Including the earnings releases after the market close on Tuesday, April 30th, we have Q1 from 316 S&P 500 companies. Total earnings for these 316 companies that have reported results already are up +2.6%, with 66.8% of the companies beating earnings expectations. Revenues are down -2.1%, with only 36.1% of the companies coming ahead of top-line expectations. The median surprise is a respectable +3.2% for earnings and negative -0.4% for revenues.

The earnings growth rate and ‘beat ratio’ (% of companies coming out with positive surprises) for these 316 companies is comparable what these same companies reported in 2012 Q4 and the last few quarters. But the revenue growth rate and ‘beat ratio’ is lower, with the beat ratio particularly weak in the current period.

The composite growth rate for Q1, where we combine the results of the 316 companies that are out with the 184 still to come, is for a rise of +1.6% in total earnings on -0.9% lower revenues. This compares to the earnings growth rate of +2% on +3.7% higher revenues.

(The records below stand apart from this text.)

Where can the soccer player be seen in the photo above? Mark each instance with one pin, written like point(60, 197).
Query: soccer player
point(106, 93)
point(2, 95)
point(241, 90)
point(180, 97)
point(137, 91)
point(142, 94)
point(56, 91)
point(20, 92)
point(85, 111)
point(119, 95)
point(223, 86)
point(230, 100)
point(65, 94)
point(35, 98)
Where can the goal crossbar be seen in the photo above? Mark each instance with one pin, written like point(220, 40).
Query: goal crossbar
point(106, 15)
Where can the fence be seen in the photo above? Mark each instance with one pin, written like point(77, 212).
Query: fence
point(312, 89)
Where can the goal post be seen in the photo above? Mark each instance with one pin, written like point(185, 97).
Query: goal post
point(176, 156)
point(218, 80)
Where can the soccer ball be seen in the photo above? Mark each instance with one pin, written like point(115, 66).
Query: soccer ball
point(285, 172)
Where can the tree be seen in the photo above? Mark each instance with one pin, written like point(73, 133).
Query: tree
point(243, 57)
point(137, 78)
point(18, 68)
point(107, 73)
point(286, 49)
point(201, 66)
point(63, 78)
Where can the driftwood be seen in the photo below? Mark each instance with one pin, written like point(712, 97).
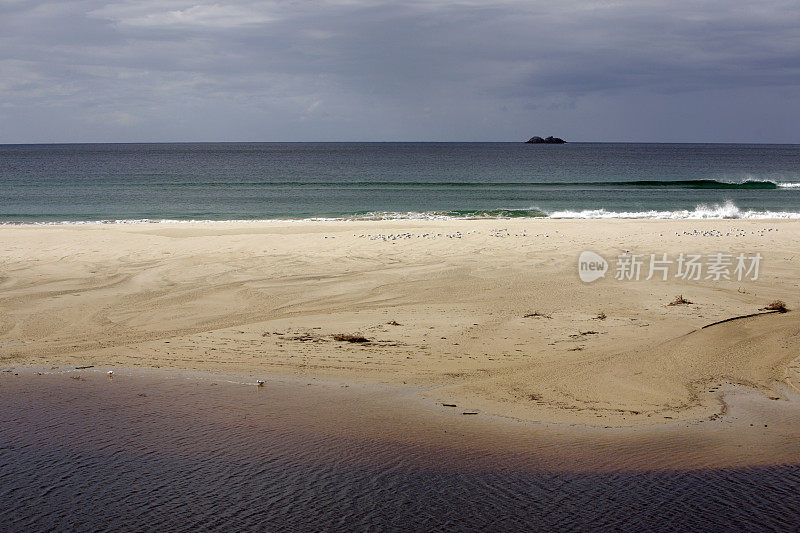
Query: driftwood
point(744, 316)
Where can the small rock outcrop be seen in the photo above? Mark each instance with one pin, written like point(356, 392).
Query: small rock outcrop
point(548, 140)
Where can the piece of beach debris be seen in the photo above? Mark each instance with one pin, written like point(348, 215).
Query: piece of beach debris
point(680, 300)
point(537, 314)
point(347, 337)
point(749, 315)
point(777, 305)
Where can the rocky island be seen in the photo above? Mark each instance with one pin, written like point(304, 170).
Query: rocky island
point(548, 140)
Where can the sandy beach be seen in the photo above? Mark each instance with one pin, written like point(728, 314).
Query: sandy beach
point(489, 315)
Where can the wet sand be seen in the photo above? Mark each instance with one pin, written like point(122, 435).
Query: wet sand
point(486, 314)
point(186, 450)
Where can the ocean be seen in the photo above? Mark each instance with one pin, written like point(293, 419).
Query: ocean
point(234, 181)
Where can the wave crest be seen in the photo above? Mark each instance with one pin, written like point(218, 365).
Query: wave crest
point(702, 211)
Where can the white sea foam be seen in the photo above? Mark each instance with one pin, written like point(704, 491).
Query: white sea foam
point(702, 211)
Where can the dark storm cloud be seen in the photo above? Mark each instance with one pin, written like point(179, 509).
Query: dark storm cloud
point(158, 70)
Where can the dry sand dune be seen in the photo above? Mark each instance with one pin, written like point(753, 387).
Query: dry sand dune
point(443, 303)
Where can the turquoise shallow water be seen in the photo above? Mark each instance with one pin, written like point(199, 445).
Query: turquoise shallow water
point(93, 182)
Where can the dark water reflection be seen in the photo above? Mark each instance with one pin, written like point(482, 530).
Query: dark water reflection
point(138, 454)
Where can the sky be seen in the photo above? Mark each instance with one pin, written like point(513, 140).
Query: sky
point(418, 70)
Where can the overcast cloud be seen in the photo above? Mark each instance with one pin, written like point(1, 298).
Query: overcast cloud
point(94, 70)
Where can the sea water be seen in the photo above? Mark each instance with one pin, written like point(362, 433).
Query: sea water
point(226, 181)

The predominantly negative tone of company guidance has prompted downward adjustments to estimates for the second quarter 2013, but estimates for the second half of the year have held up quite well. Total earnings in the second quarter are now expected to be up +1.4%, which is down from +2.2% a week ago and +3.6% two weeks back. As such, consensus expectations are for first half 2013 total earnings growth of +1.5% to be followed by +10% growth in total earnings in the back half, which flows through into 2014 (+11.3%).

Recent economic data from home and abroad will likely prompt a reassessment of these consensus expectations. But the big question is with respect to how the market would react to this expected downward adjustment to earnings expectations. It has essentially shrugged such revisions thus far, but we will have to wait and see what happens in the coming days.

Key Points

  • Total earnings for the 316 S&P members that have already reported first-quarter 2013 results are up +2.6%, with 66.8% of the companies beating earnings expectations. Total revenues are down -2.1%, with only 36.1% of the companies coming ahead of revenue expectations.

  • The earnings growth rate and ‘beat ratio’ for these 314 companies is comparable to what these same companies reported in the last few quarters, though revenue performance is on the weak side.

  • Tech earnings were weak last quarter and they are even weaker this time around. The sector’s earnings weakness is broad based and not solely due to the negative comparisons for Apple (AAPL) and Intel (INTC).

  • The composite growth rate for Q1, combining the 314 reports that have come out with the 186 still to come, is for +1.6% earnings growth on -0.9% lower revenues and modestly higher margins.

  • Tough comparisons account for the weak earnings growth picture. Total earnings reached their highest quarterly total in the first quarter of 2012 and have yet to get back to that level.

  • Unlike the last many quarters, Finance is a drag on growth this quarter, with tough comparisons at Bank of America (BAC) and AIG (AIG) accounting for most of the sector’s earnings weakness.

  • There hasn’t been much earnings growth in recent quarters, but the absolute level of quarterly earnings is expected to have bottomed in 2012 Q4 and start going up from 2013 Q2 onwards.

  • Net margins are expected to be essentially flat in Q1, but start expanding from the second quarter onwards. For the full year 2013, net margins are expected to top the 2006 peak and expand even more in 2014.

  • Total earnings are expected to increase by +6.2% in 2013 and +11.3% in 2014. In dollar terms, earnings are expected to total $1.03 trillion in 2013 and $1.14 trillion in 2014, up from the 2012 total of $965 billion.

  • The bottom-up ‘EPS’ for the S&P 500 for 2013 and 2014 currently stands at $109.19 and $121.53, respectively. The top-down ‘EPS’ estimates for 2013 and 2014 currently stand at $107.83 and $114.80. It seems that Wall Street strategists are a bit less enthusiastic about the earnings picture than the analysts.